All of these threats to sea turtles could have devastating effects on their populations. Decreases in sea turtle populations have already been observed, and most sea turtle species are already on the endangered species list. Due to the fact that sea turtles are dealing with a multitude of threats, it becomes increasingly difficult to find management techniques to combat these issues (Fuentes et al. 2010). Some of the more straightforward strategies deal with the sea turtle’s habitat on land, since it is easier to manage beaches than the open ocean.
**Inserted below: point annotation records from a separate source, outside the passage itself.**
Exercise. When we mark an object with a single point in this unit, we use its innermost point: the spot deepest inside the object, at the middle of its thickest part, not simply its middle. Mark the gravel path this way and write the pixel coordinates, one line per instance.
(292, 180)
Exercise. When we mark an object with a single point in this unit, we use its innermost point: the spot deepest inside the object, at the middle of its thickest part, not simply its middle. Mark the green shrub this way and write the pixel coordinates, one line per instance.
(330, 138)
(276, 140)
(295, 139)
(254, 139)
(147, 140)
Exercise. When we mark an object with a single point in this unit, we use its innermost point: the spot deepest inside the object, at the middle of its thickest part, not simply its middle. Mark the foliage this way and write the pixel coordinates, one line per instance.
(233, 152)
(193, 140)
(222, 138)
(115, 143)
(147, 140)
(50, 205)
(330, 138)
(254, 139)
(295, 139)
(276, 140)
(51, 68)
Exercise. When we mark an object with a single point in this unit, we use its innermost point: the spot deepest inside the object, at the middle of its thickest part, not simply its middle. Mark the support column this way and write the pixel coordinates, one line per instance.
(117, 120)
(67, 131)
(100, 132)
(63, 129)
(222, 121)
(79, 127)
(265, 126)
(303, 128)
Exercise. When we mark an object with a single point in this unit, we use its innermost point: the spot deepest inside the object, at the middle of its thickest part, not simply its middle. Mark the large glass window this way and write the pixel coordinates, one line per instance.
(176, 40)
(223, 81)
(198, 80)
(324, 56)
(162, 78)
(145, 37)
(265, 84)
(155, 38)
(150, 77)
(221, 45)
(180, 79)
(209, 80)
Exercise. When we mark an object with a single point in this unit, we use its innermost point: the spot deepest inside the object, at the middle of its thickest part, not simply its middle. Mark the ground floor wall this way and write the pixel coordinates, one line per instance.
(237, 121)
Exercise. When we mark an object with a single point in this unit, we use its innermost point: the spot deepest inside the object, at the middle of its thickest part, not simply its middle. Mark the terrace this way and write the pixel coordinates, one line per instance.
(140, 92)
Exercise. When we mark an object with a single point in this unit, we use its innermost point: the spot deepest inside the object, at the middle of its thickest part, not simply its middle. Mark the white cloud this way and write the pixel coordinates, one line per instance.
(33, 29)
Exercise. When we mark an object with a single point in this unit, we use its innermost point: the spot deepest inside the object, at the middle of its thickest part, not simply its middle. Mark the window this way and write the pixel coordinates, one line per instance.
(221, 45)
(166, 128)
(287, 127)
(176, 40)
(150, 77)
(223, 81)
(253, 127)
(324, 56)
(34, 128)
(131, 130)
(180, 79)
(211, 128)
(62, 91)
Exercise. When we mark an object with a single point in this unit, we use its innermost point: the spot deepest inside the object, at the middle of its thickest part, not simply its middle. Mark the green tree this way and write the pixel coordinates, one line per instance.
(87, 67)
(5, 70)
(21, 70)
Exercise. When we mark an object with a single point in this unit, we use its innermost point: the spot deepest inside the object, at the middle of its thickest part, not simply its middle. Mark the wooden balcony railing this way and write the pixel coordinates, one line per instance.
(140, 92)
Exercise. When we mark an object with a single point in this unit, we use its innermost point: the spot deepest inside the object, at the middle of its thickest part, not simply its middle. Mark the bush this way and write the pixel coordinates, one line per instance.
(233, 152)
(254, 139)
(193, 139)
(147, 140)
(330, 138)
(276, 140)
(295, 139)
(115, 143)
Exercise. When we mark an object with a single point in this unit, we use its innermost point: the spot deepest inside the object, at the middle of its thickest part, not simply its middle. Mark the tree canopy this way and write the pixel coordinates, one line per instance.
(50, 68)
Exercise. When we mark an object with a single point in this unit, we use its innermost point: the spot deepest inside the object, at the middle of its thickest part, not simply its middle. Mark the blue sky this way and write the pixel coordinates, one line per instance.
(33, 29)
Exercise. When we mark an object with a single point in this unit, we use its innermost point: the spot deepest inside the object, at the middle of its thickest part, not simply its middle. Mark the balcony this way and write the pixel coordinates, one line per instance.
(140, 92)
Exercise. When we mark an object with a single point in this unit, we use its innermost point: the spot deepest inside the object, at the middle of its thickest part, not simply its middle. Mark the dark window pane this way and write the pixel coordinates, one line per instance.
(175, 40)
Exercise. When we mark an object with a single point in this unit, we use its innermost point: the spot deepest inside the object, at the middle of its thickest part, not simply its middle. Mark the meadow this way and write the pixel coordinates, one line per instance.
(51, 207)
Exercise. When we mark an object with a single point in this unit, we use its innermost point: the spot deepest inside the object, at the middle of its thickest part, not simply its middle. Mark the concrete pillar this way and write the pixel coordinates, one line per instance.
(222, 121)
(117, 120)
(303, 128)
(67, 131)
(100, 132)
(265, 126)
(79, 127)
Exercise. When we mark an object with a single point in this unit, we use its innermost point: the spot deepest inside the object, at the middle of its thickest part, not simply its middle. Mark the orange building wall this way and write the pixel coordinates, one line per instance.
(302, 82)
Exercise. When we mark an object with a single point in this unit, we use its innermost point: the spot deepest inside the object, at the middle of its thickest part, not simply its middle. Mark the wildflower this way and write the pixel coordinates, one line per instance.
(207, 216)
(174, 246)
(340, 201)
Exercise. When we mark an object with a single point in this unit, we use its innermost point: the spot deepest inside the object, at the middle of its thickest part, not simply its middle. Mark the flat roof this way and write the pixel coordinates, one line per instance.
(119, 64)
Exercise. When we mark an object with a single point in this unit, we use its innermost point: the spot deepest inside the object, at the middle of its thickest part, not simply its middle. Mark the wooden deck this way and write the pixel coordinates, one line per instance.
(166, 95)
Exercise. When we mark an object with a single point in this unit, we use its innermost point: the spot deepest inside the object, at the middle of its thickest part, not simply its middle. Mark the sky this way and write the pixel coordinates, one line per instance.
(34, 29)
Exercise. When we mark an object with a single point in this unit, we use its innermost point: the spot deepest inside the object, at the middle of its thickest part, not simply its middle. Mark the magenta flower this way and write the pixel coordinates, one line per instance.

Since sea turtles rely on certain beaches for nesting, it is possible to protect these areas to preserve the nesting habitat (Fuentes et al. 2010). This has already been implemented in many coastal areas, where nesting sites are blocked off from public use. In addition, many coastal areas have regulations to control nighttime lighting near nesting beaches so the sea turtle hatchlings have a better chance of making it to the ocean. By protecting these important nesting areas, sea turtles will continue to be able to lay eggs safely, and more hatchlings will survive to adulthood. This will lead to an increase in sea turtle population, thus preventing their numbers from decreasing even more rapidly.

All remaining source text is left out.